Spesso il male di vivere ho incontrato

era il rivo strozzato che gorgoglia

era l'incartocciarsi della foglia

riarsa, era il cavallo stramazzato.



Bene non seppi, fuori del prodigio

che schiude la divina Indifferenza:

era la statua nella sonnolenza

del meriggio, e la nuvola, e il falco alto levato.



22.  Il male di vivere è rappresentato, nella prima quartina, con tre “cose” concrete, tre elementi della natura: il rivo strozzato che gorgoglia (una strettoia, dove l’acqua del ruscello fatica a passare, e il suo gorgogliare sembra un lamento), l'incartocciarsi della foglia riarsa (una foglia rinsecchita dal sole, che si accartoccia, e in questo accartocciarsi c’è la sofferenza determinata dalla perdita dei fluidi vitali: del resto il motivo dell’aridità, della secchezza, è ricorrente nella poesia montaliana, particolarmente negli Ossi, vero e proprio correlativo oggettivo di una condizione esistenziale desolata, prosciugata e svuotata: la terra polverosa e seccata dal sole è il luogo della privazione e della negatività. Lo stesso titolo della raccolta rimanda a questo motivo, visto che gli ossi di seppia non sono che un relitto, quanto mai inaridito, della vita organica), infine il cavallo stramazzato al suolo evoca con potenza il male di vivere.

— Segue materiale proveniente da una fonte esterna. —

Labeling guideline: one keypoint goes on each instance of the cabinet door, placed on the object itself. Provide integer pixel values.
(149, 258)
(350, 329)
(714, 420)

23.  Nella seconda quartina sono indicati i correlativi oggettivi dell’unico “bene” possibile, ovvero di quella che Montale chiama “la divina Indifferenza”. L’indifferenza – con la i maiuscola e detta “divina” perché propria degli dei, come già sosteneva la filosofia epicurea – ovvero la capacità di non lasciarsi coinvolgere dalla sofferenza del mondo, di vivere, diceva Epicuro, in condizione di atarassia, è oggettivata da tre elementi: la statua nella sonnolenza del meriggio (qui compare la figura umana, ma pietrificata, come lo è la statua, e quindi capace di indifferenza), la nuvola, il falco alto levato (sono elementi che rimandano al cielo, e quindi ad una distanza rispetto ai mali della terra, del resto non si può non rilevare l’opposizione fra ciò che sta in alto, e che ha a che fare con la “divina Indifferenza”, e ciò che sta in basso – gli elementi della prima quartina – e che ha a che fare con il male di vivere).

24.  Ma si noti anche l’opposizione fra i suoni  duri e aspri della prima quartina (strozzato, gorgoglia, incartocciarsi, riarsa, stramazzato) e quelli senz’altro chiari e distesi della seconda quartina, in particolare nell’ultimo verso (…la nuvola, e il falco alto levato).